A bank is moving 1,800 Azure DevOps pipelines to GitHub Enterprise Cloud under a rule that no pipeline definition may touch a public AI service.

  1. Stand up the model. Platform engineering provisions one GPU VM in the bank’s VPC, installs Ollama, pulls a small quantised instruct model, and confirms the subnet has no public egress.
  2. Connect and lock down. Bifrost is deployed in the same VPC. On Connections they add the Ollama provider (local) and the Azure DevOps source. They set BIFROST_AIR_GAP=1 and lock it. The air-gap test asserts zero external calls; the audit log records the posture on every job.
  3. Assess and forecast. They run the audit — the portfolio heatmap, the Assessment of source inventory, the Forecast of GitHub cost, and the Coverage matrix — all computed deterministically, no model involved.
  4. Convert locally. Bulk, mechanical gap-fills run against the small local model overnight. The handful of classic-pipeline gaps that need real reasoning are routed to a larger model on the same GPU. Not one byte leaves the network.
  5. Review and deliver. Engineers review each proposal in the three-pane diff, ask the grounded assistant — also local — about cost or coverage, approve or edit, and Bifrost opens pull requests. The change board gets the per-project PDF report.

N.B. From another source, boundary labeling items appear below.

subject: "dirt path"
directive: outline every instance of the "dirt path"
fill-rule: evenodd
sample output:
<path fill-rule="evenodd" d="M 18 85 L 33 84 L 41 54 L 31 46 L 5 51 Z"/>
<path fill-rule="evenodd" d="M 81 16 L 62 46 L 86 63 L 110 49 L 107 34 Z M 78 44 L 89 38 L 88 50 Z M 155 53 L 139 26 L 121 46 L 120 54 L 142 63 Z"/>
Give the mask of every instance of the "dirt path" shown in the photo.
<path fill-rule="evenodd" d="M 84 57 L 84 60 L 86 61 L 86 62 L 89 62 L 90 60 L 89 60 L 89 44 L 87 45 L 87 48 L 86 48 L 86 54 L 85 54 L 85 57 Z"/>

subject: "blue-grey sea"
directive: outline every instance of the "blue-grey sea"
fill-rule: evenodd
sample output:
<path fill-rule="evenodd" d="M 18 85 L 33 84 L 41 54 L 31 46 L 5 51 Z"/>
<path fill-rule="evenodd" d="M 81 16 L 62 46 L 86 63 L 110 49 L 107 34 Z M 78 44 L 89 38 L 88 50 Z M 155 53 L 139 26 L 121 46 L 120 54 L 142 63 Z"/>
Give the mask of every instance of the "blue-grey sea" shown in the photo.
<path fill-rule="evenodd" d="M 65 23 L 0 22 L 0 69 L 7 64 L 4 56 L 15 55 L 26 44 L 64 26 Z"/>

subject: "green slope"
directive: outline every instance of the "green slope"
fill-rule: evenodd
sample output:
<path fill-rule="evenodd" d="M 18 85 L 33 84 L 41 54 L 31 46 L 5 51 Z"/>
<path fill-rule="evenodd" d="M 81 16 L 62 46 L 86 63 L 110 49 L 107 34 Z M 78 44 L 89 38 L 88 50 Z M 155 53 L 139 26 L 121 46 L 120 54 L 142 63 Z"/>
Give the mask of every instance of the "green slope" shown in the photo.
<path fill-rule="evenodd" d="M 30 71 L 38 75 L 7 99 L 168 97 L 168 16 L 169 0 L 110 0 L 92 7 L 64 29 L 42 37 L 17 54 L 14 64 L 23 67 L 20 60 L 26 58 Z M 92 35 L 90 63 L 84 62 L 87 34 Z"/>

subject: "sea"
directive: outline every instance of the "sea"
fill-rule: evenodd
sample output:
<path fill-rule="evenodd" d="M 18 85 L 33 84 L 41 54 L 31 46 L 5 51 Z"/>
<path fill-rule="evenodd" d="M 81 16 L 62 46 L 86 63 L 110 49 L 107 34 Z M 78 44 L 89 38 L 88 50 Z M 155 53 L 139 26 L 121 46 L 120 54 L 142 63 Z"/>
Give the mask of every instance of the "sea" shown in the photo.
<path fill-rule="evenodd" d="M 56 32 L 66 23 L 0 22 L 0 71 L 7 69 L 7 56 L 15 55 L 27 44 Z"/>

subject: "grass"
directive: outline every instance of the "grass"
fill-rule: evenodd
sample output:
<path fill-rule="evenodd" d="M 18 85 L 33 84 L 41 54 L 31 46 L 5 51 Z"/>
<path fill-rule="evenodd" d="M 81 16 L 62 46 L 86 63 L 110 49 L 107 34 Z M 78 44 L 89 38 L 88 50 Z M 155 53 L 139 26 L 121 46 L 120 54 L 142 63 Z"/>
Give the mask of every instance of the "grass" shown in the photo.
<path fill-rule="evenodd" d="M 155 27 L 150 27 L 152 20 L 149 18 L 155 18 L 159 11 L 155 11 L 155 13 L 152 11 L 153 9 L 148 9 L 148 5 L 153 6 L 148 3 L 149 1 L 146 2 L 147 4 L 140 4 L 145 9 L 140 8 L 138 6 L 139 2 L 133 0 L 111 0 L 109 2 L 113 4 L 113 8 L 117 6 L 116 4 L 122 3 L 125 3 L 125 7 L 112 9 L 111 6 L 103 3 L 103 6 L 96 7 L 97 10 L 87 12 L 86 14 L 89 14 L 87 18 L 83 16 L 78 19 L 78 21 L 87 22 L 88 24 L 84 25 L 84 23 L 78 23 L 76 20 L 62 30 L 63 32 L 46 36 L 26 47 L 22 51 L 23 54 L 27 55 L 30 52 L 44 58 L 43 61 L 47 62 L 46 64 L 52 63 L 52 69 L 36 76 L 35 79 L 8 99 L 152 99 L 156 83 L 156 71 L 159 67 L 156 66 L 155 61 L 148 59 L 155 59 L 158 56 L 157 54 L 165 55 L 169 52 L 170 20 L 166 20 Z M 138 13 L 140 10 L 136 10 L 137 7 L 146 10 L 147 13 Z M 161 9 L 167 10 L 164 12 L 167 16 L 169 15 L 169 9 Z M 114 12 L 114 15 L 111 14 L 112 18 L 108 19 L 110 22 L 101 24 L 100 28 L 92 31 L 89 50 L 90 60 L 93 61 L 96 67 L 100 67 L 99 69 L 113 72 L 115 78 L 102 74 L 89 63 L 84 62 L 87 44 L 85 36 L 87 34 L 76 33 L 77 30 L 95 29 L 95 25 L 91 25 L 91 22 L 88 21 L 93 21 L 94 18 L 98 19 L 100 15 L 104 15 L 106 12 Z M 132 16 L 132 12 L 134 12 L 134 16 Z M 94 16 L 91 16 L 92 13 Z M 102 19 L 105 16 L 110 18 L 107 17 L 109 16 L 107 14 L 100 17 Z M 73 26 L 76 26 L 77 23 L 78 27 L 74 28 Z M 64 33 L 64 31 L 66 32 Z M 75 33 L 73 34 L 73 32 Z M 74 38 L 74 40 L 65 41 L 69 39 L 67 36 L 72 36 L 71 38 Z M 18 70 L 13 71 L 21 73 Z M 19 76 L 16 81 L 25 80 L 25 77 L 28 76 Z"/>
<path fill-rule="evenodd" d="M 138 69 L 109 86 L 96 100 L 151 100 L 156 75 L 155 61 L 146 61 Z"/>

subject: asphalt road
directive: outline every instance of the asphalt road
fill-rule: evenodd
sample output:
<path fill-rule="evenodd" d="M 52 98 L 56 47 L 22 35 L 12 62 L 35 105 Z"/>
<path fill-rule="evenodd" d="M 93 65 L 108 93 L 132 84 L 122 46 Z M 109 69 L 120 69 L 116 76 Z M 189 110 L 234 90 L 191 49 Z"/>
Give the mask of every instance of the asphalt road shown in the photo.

The migration runs at portfolio scale, semantically assisted, fully reviewed — and provably inside the bank’s walls.

How it should be used

  • Small model for bulk, bigger for hard. Don’t reach for a large model to fill a PublishBuildArtifacts gap; a small local model does it. Save the GPU/larger model for the classic-pipeline tail.
  • Air-gap on, and locked. Turn it on and lock it for regulated work; let the zero-egress test be part of your evidence.
  • Review-first, always. The local model fills gaps from the diff and explains them; a human still approves every change before a PR. The model never scores risk and never prices cost — those stay deterministic.

If you can run one small model on one machine inside your network, you can run a reviewed, documented, portfolio-scale migration without any pipeline data ever leaving it.


Bifrost — MIT licensed. We wrap the official GitHub migration tools; we never reimplement their conversion logic.